Leaching of spent nuclear fuel in the presence of siderophores
Journal article, 2009
Metal species that are dissolved in water can be transported in the environment, because they can be mobile. Microorganisms can affect metal mobility by excreting organic ligands with high metal affinity. Siderophores are organic ligands with high affinities for Fe 3+ . They are also able to form complexes with other metals such as actinides. Many countries plan to deposit spent nuclear fuel in deep geological repositories. Microorganisms are present in these subterranean environments and could potentially affect the repository. In this study, the effect of microbial siderophores on the dissolution behavior of two fragments of a spent nuclear fuel pellet was investigated. The commercial hydroxamate siderophore, deferoxamine mesylate (DFAM), and pyoverdin siderophores, isolated from cultures of Pseudomonas fluorescens (CCUG 32456A), were used. DFAM and lyophilized pyoverdins were dissolved in synthetic groundwater to final concentrations of 10 μM and 2.5·10 -2 g·L -1 , respectively. The fuel pellet fragments were kept in sealed pressure vessels at 10 bars of H 2 . The pyoverdin solution was first tested, followed by the DFAM solution and the pure synthetic groundwater. Samples were taken on 0, 1, 5, 9 and 14 days after changing the solution in the pressure vessels. The elemental composition of samples was analyzed by means of ICP-MS. The pyoverdin solution maintained significantly higher concentrations of Np and Pu than the pure synthetic groundwater.
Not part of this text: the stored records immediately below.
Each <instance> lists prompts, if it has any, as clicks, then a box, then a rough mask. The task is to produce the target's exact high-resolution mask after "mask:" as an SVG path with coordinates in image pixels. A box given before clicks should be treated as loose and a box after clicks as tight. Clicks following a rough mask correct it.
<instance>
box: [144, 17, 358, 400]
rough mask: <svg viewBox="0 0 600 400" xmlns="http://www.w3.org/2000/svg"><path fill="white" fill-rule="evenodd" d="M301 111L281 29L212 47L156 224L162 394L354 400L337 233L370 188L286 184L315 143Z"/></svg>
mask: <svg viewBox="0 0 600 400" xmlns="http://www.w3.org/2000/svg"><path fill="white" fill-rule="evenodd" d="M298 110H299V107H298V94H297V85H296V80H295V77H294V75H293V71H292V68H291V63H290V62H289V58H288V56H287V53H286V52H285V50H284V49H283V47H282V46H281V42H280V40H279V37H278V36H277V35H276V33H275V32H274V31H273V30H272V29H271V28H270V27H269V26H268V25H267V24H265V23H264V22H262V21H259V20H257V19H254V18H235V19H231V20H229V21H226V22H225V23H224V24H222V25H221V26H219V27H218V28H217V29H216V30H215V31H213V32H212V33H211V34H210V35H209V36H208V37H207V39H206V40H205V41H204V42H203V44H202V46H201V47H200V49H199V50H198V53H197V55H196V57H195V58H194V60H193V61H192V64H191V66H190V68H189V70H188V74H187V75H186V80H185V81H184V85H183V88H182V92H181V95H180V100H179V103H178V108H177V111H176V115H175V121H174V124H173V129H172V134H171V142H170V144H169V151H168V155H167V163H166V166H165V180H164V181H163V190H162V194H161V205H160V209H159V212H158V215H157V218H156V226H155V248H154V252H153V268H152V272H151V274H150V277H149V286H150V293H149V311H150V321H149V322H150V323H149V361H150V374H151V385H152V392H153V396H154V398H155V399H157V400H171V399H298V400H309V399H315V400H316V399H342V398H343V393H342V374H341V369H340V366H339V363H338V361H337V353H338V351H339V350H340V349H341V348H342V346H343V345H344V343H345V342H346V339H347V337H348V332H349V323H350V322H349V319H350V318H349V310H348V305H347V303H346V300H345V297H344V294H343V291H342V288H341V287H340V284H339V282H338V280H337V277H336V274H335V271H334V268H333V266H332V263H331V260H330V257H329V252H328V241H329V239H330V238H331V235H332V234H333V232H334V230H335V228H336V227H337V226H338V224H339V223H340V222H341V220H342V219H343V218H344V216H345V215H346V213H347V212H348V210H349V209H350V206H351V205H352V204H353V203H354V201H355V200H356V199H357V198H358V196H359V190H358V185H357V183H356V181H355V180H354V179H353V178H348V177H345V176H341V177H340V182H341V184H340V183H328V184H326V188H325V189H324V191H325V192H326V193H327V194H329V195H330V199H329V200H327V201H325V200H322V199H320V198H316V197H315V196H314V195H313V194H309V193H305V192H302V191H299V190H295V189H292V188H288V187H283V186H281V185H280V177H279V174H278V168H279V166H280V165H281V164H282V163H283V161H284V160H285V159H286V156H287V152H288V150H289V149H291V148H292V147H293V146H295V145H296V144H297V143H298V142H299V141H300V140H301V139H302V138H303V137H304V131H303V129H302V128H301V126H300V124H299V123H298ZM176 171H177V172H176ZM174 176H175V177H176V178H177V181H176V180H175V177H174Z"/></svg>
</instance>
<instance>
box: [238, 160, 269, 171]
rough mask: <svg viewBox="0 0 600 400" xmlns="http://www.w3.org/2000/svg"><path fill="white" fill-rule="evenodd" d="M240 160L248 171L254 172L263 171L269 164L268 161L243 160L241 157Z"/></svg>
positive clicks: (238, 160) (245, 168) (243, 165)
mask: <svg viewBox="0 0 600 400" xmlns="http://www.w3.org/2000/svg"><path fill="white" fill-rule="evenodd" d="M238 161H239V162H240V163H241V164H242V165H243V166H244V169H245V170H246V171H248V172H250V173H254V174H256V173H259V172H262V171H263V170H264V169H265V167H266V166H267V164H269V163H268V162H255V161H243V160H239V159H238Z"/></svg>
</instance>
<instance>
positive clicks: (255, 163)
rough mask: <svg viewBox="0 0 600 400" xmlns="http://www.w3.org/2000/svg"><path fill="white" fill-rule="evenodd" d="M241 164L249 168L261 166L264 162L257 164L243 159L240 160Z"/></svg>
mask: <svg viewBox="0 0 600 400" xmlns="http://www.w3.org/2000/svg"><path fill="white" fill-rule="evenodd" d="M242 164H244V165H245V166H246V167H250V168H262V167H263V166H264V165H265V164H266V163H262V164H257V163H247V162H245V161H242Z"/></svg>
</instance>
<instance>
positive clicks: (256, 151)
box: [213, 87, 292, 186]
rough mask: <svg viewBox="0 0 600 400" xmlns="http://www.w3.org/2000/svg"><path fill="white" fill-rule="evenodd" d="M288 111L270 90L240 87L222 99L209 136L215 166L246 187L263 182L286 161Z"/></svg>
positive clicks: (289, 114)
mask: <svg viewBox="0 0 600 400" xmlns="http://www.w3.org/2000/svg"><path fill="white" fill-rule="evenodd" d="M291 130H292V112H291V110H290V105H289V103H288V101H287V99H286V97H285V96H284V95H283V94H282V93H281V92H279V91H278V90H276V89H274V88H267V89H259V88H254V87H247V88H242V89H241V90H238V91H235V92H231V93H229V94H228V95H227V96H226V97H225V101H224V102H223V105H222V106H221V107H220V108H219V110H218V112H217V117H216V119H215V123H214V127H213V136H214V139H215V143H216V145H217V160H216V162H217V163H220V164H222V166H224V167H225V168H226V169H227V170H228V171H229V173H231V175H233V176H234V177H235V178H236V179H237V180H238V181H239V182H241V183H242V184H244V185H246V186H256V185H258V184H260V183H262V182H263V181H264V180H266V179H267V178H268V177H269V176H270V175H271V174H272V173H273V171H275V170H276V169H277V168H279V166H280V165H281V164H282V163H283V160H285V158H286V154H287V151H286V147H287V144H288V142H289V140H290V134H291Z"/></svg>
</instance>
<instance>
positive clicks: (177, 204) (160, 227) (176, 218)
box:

On the 14 th day the concentrations of Np and Pu in the pure synthetic groundwater were 0.01 nM and 0.13 nM, respectively, compared to 0.02 nM and 0.31 nM in the pyoverdin solution. Furthermore, spent nuclear fuel samples were observed to release Ru in the presence of both pyoverdin and DFAM. Hence, it seems that siderophores can form complexes with elements present in spent nuclear fuel. © 2008 Akadémiai Kiadó.